Confronté à une détérioration sécuritaire dans son nord-ouest, le Nigeria accélère sa coopération militaire avec le Bénin et le Niger afin de contenir la progression des groupes armés venus du Sahel, actifs sur des corridors transfrontaliers de plus en plus fluides.
ABUJA — L’architecture sécuritaire ouest-africaine entre dans une phase de recomposition accélérée. Le Nigeria cherche désormais à structurer une coopération militaire renforcée avec le Bénin et le Niger, face à la montée en puissance de groupes jihadistes opérant dans son nord-ouest et exploitant la porosité des frontières régionales.
Cette orientation a été confirmée par le ministre nigérian de la Défense dans un entretien accordé à l’AFP, dans lequel il souligne la nécessité d’une coordination plus étroite entre les États riverains pour endiguer les incursions armées transfrontalières.
Le nord-ouest nigérian, nouvel épicentre d’une pression sécuritaire diffuse
Les autorités militaires nigérianes identifient désormais la zone frontalière entre le Nigeria, le Niger et le Bénin comme un espace stratégique sous forte pression. Selon Abuja, les groupes armés exploitent les failles de surveillance pour établir des corridors d’infiltration et de repli, rendant les dispositifs nationaux insuffisants.

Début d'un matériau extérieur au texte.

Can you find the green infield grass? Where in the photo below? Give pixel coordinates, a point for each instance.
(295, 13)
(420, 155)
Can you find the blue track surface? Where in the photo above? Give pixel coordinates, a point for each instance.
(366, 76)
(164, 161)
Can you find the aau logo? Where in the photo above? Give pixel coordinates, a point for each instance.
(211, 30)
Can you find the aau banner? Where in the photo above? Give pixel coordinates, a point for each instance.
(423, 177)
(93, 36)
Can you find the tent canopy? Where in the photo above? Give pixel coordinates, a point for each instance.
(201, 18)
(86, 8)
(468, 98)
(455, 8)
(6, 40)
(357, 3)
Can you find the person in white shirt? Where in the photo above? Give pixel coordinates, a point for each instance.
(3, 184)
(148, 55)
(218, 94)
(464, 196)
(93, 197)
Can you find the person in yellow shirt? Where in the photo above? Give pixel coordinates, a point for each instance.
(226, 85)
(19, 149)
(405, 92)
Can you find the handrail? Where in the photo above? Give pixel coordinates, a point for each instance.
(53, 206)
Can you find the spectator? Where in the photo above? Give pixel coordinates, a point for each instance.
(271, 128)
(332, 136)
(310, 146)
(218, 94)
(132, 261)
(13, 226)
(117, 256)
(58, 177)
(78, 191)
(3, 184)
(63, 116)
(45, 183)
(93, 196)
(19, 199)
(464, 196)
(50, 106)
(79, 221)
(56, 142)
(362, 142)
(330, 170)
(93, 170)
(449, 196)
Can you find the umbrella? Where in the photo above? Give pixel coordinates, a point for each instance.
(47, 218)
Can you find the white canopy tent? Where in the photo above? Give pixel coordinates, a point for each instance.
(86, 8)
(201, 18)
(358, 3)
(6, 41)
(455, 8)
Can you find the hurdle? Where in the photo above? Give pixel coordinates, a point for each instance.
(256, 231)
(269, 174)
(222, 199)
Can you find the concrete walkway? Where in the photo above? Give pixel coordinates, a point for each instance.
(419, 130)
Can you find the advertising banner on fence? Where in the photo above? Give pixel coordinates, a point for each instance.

Dans cette configuration, la sécurisation de cette bande frontalière est devenue une priorité opérationnelle, intégrée à une stratégie plus large de containment des réseaux jihadistes actifs dans la sous-région.
Le JNIM et la structuration des réseaux transfrontaliers
Le général Christopher Musa, chef d’état-major des armées nigérianes, estime que le Groupe de soutien à l’islam et aux musulmans (JNIM), affilié à Al-Qaïda, constitue l’une des menaces les plus structurantes dans la région.
Selon les analyses sécuritaires, ce groupe chercherait à exploiter les routes passant par le Burkina Faso et le Bénin pour renforcer ses capacités de projection vers le territoire nigérian, en particulier dans les zones rurales et frontalières où la présence étatique reste limitée.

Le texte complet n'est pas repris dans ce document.